Sure, that's the lesson. Crossing characteristics mean you'll a singularity. Are you supposed to get some kind of expression for a general function h(x)? Look at the picture on page 15 of the Stanford notes and think about what happens if r1 and r2 are very close together.

Okay thank you for all so far. About h(x) I do not know, I copied all the information given in the assignments (course is already over). My professor is known to be very exigeant mathematically, so it wouldn't surprises me if I have to solve the problem for any twice differentiable h. Though working through particular examples isn't bad either.
Okay I look at this picture. If r1 and t2 are very close to each other u will have a singularity almost instantly (t<<1). Is this reasoning right?

 

[Dick]

Okay thank you for all so far. About h(x) I do not know, I copied all the information given in the assignments (course is already over). My professor is known to be very exigeant mathematically, so it wouldn't surprises me if I have to solve the problem for any twice differentiable h. Though working through particular examples isn't bad either.
Okay I look at this picture. If r1 and t2 are very close to each other u will have a singularity almost instantly (t<<1). Is this reasoning right?

Not necessarily. Try doing it. The characteristics are x=h(r1)t+r1 and x=h(r2)t+r2, right? At what value of t do they intersect?

 

[fluidistic]

Not necessarily. Try doing it. The characteristics are x=h(r1)t+r1 and x=h(r2)t+r2, right? At what value of t do they intersect?

At $t=\frac{r_2-r_1}{h(r_1)-h(r_2)}$. With h=-x, this gives t=1 for all $r_1$ and $r_2$. In other words all characteristic curves will cross no matter what.

 

[Dick]

At $t=\frac{r_2-r_1}{h(r_1)-h(r_2)}$. With h=-x, this gives t=1 for all $r_1$ and $r_2$. In other words all characteristic curves will cross no matter what.

Ok, now think about a general function h(x) and let r2 approach r1. Anything in there remind you of a difference quotient? Isn't this fun?

 

[fluidistic]

Ok, now think about a general function h(x) and let r2 approach r1. Anything in there remind you of a difference quotient? Isn't this fun?

Hmm that's weird. When r2 approaches r1 it looks like $t=-\frac{1}{h'(r_1)}$.

 

[Dick]

Hmm that's weird. When r2 approaches r1 it looks like $t=-\frac{1}{h'(r_1)}$.
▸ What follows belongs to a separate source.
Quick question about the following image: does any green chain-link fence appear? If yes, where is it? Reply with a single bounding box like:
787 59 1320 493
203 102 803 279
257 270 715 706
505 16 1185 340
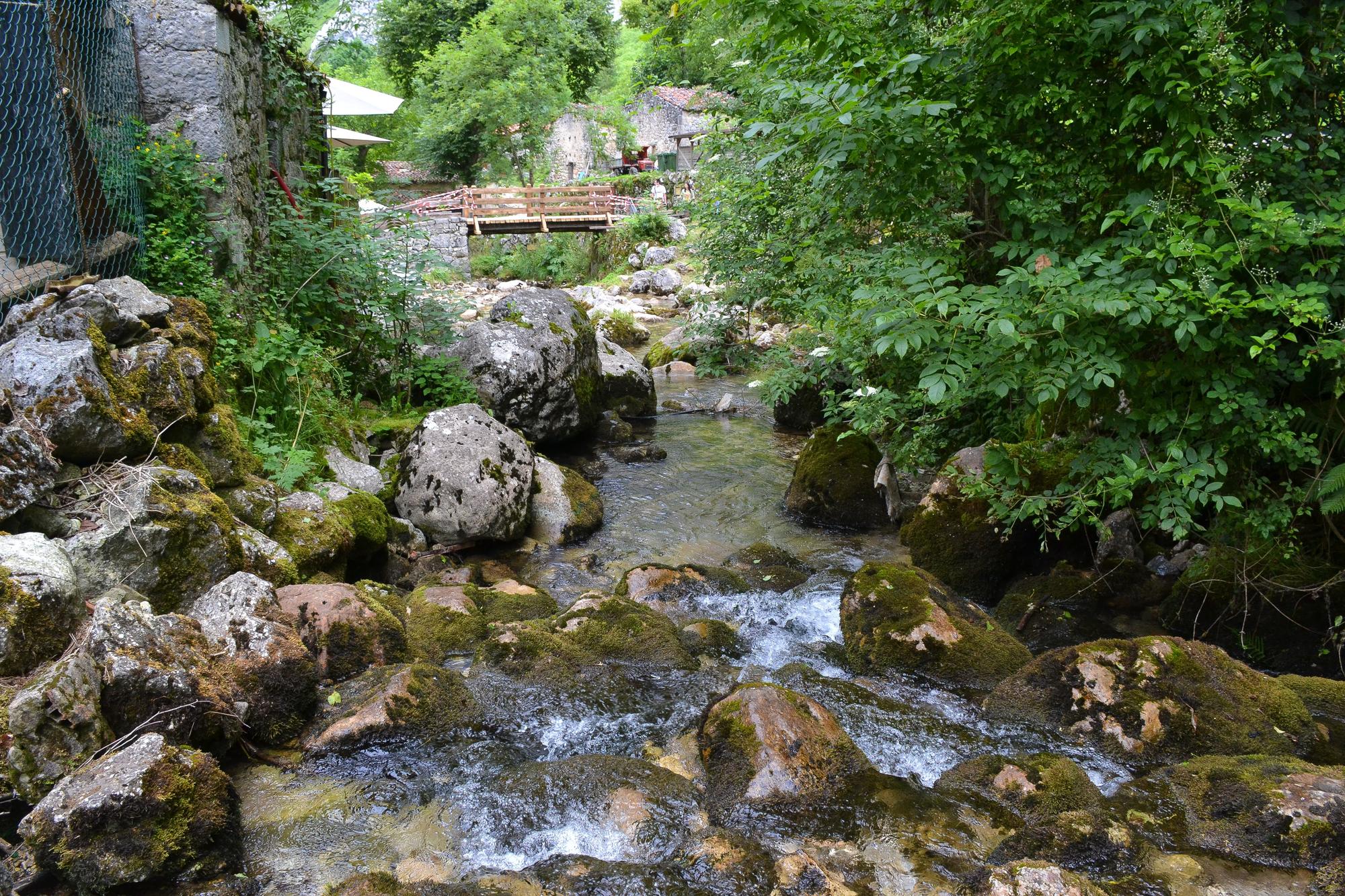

Ok, you've got it. At points near r1 characteristics will cross at a time near -1/h'(r1). This is the inviscid Burger's equation and if you hunt around you can find statements that the time to developing a singularity is -1/min(h'(x)). Now you should be able to figure out why. Remember you are only intersected in singularities at positive time.